Mel shook her head. ‘There must be a way,’ she said. She gazed about the room seeking inspiration, then found it in the telephone sitting on a small table near the door.
‘I know,’ she said. ‘We can ring him up and arrange to meet him by the ramp.’
‘We?’ asked the loblolly boy.
Mel screwed her nose in thought as she chased the idea. ‘No,’ she said. ‘You ring him up. He won’t have heard your voice on the phone — unless he’s ever rung himself up,’ she giggled. ‘No, you can ring him up and pretend to be Jason or Gavin.’
‘But I may not sound like Jason or Gavin.’
‘Pretend you’ve got a cold. You can talk through a handkerchief.’
‘Okay, but what if those guys are with him when I ring up. That’d just be my luck.’
‘They won’t be,’ said Mel confidently. ‘Try it. It’s brilliant.’
‘I can’t,’ said the loblolly boy.
‘Why not?’ asked Mel. ‘Cold feet?’
The loblolly boy shook his head indignantly. ‘No. I don’t know the number.’

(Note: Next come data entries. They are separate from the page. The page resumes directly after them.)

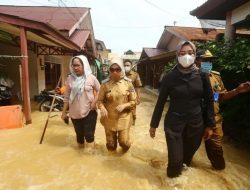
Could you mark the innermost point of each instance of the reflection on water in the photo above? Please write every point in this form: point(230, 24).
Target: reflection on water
point(59, 164)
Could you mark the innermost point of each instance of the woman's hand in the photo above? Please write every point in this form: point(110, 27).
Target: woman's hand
point(152, 132)
point(208, 133)
point(104, 112)
point(93, 105)
point(121, 107)
point(64, 115)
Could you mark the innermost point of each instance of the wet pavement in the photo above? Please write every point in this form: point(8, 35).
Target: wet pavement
point(59, 164)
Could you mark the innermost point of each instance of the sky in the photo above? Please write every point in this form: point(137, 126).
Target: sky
point(128, 24)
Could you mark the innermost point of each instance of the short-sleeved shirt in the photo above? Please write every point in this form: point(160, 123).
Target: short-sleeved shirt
point(135, 78)
point(112, 94)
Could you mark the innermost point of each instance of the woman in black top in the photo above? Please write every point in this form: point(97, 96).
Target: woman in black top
point(185, 120)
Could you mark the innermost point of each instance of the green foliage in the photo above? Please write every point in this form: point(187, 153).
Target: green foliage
point(233, 62)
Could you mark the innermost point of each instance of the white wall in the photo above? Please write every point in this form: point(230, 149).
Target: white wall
point(12, 68)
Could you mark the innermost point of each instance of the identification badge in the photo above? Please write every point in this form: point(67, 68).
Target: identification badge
point(216, 96)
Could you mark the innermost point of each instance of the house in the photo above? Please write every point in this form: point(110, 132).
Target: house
point(153, 60)
point(37, 44)
point(103, 56)
point(236, 14)
point(132, 56)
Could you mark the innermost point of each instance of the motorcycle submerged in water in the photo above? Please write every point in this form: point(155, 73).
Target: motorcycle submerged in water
point(45, 99)
point(5, 95)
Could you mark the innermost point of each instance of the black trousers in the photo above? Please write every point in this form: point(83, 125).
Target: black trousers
point(85, 127)
point(183, 136)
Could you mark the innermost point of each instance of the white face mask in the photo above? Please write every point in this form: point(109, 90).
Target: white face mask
point(186, 60)
point(127, 69)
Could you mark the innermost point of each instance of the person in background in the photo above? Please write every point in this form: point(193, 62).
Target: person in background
point(60, 90)
point(184, 124)
point(136, 81)
point(81, 87)
point(116, 99)
point(204, 59)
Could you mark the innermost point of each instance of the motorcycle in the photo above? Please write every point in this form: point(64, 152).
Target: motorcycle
point(5, 95)
point(45, 99)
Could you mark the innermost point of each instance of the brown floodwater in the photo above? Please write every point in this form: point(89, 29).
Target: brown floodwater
point(58, 164)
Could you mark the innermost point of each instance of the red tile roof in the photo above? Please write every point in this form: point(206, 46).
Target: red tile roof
point(62, 18)
point(151, 52)
point(79, 37)
point(192, 33)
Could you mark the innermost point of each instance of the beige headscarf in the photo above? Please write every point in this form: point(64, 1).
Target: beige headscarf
point(77, 85)
point(178, 49)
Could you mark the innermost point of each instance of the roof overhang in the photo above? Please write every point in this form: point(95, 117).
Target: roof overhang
point(80, 37)
point(36, 31)
point(162, 56)
point(216, 9)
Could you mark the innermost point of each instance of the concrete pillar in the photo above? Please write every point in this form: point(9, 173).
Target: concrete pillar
point(230, 29)
point(25, 76)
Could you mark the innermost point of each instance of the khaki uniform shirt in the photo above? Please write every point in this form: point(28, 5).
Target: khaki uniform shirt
point(112, 94)
point(135, 78)
point(217, 86)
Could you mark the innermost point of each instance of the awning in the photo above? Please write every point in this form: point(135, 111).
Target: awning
point(79, 37)
point(36, 31)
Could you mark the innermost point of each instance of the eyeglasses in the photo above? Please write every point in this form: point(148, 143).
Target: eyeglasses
point(115, 70)
point(190, 52)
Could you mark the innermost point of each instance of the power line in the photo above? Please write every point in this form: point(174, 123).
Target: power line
point(128, 27)
point(161, 9)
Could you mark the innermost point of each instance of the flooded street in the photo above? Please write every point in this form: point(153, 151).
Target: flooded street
point(59, 164)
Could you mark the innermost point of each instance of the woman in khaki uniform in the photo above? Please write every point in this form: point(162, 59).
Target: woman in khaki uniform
point(116, 99)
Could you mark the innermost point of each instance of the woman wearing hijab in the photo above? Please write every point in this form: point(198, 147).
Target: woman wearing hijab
point(186, 120)
point(80, 96)
point(116, 99)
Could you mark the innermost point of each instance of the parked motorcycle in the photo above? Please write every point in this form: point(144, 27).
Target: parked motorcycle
point(5, 95)
point(45, 99)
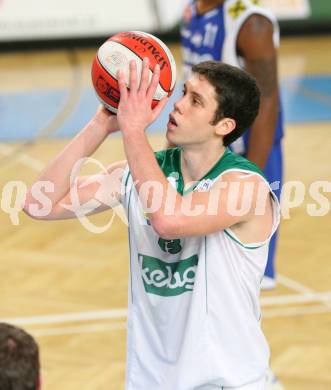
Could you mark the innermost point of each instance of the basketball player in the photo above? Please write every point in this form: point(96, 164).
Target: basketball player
point(243, 34)
point(200, 221)
point(19, 359)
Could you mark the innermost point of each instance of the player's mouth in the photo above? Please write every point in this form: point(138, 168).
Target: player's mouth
point(172, 124)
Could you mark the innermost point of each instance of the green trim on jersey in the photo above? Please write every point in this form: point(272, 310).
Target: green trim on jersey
point(170, 163)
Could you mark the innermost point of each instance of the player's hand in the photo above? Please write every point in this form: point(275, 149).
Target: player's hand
point(135, 111)
point(106, 120)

‘Well, look it up in the book, dipstick!’ said Mel cheerfully.
‘No, I mean it’s not in the book. I checked to find out where they were when I first arrived. They must have an unlisted number or they may not even have a landline.’
Mel stared at him.
‘Bummer,’ she said.
Once again they lapsed into thought, and once again it was Mel who lifted her head smiling.
‘I’ve got it,’ she said.
‘What?’ asked the loblolly boy.
‘You said it right at the start,’ she said.
‘I did?’ he said.
‘Yep, remember? You asked whether we should send him an invitation.’
‘Yes, but I was being sarcastic.’
‘My mum says you should never be sarcastic,’ said Mel primly. And then she turned to the Gadget Man. ‘Would you have some note paper and an envelope. The frillier the better.’

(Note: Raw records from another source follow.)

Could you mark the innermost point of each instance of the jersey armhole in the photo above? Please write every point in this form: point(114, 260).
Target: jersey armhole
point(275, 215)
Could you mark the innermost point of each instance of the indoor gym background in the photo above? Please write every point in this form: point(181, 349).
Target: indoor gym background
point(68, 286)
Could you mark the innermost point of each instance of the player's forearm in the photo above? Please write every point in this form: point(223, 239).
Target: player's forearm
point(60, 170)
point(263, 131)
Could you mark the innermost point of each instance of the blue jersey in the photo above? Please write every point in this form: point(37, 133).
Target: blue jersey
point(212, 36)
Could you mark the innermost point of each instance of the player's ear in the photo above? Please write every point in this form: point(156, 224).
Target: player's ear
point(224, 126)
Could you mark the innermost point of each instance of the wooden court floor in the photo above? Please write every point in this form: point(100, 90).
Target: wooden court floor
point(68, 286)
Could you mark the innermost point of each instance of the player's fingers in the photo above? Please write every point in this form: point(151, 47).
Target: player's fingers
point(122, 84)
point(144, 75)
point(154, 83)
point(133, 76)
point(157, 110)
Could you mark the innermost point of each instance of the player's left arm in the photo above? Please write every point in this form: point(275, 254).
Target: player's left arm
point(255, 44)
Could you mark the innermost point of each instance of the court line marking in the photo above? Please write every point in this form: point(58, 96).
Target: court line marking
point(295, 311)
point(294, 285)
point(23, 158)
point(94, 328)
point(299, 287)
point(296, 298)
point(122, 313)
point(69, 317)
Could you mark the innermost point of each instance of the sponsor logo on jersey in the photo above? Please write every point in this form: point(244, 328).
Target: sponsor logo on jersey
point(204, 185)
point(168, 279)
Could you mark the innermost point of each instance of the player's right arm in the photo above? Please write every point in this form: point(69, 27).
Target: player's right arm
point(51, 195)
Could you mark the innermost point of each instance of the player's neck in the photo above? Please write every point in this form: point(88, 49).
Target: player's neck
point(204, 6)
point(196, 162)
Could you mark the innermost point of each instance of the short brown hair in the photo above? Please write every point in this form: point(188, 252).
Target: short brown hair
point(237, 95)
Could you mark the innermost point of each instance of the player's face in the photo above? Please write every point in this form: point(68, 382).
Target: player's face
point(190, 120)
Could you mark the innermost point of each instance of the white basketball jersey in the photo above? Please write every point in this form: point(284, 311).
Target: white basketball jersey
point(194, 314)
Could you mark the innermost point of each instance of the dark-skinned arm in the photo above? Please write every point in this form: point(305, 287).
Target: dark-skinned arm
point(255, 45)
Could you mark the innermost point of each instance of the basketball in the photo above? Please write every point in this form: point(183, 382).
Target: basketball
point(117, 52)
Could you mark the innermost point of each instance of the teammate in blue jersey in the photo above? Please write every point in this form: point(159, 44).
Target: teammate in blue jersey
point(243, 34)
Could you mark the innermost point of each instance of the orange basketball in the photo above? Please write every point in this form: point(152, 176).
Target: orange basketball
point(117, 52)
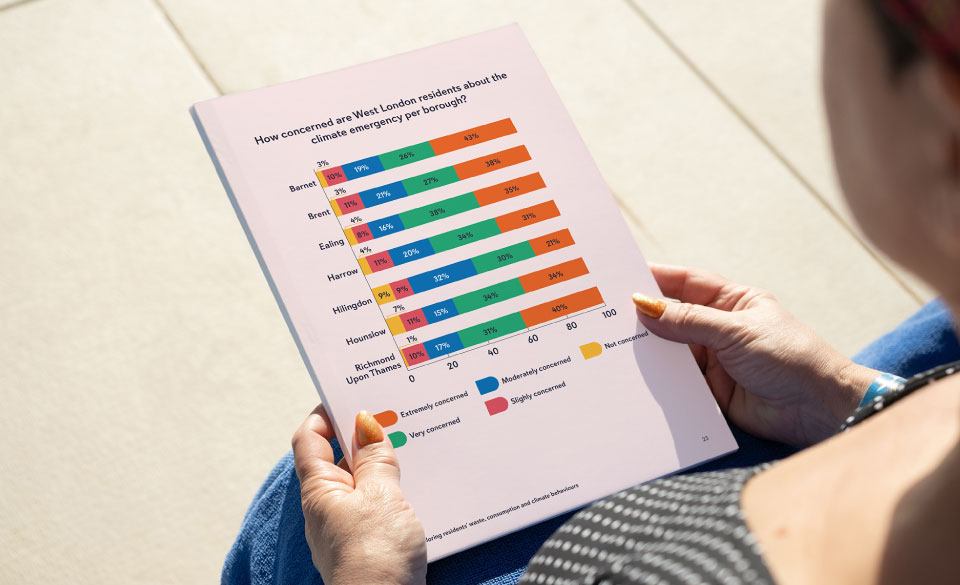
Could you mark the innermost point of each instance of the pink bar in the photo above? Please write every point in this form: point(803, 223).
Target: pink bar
point(413, 320)
point(415, 354)
point(362, 233)
point(401, 289)
point(348, 204)
point(496, 405)
point(379, 261)
point(334, 175)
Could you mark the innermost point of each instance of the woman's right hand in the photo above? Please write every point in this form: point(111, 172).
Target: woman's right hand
point(771, 375)
point(359, 527)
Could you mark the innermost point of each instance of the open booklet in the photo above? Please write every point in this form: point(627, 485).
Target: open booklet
point(448, 257)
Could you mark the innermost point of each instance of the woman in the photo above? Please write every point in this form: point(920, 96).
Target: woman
point(877, 504)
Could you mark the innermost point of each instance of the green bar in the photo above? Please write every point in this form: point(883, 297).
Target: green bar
point(405, 156)
point(438, 210)
point(491, 329)
point(426, 181)
point(490, 295)
point(465, 235)
point(503, 257)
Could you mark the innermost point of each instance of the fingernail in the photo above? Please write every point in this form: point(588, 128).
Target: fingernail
point(368, 429)
point(649, 306)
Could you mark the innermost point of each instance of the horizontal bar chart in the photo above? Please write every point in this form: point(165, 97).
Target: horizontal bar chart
point(449, 240)
point(424, 182)
point(501, 326)
point(442, 209)
point(484, 297)
point(470, 267)
point(416, 152)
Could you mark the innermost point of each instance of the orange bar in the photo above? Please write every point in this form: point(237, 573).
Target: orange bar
point(508, 189)
point(452, 142)
point(551, 242)
point(554, 275)
point(530, 215)
point(562, 306)
point(386, 418)
point(497, 160)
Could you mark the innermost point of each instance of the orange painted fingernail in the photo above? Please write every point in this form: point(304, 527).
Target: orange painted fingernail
point(649, 306)
point(368, 429)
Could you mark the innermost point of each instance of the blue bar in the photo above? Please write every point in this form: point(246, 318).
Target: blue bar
point(373, 164)
point(439, 311)
point(410, 252)
point(434, 278)
point(434, 349)
point(383, 194)
point(385, 226)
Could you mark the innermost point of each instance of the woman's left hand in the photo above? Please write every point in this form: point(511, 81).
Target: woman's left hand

The last request seemed to puzzle the little man, but he thought for a moment. ‘Actually,’ he cried, ‘I have. I have some really frilling paper!’ And he hurried off.
‘Oh, and a pen,’ Mel cried after him.
When she had this material, she knelt down before the coffee table. First of all she took the envelope and wrote in careful letters: For Benjy. Under this she drew a small heart. Then taking a sheet of paper, she wrote: If you can meet me at the ramp in the park at one o’clock tomorrow I can tell you a secret. Underneath this she wrote: Your Secret Admirer, and then she drew another heart, a little bigger this time.
She folded the note in three and put it in the envelope, which she sealed. Then she handed the envelope to the loblolly boy.
‘You can be the mailman,’ she grinned.
The loblolly boy was grinning too. ‘Brilliant,’ he said. ‘Be pleased to.’
‘Make sure you’re not seen,’ said Mel. ‘Oh. And don’t put it in the letter box.’
‘I’ll push it under the door,’ said the loblolly boy. He grinned again. ‘He’ll probably lie awake all night wondering.’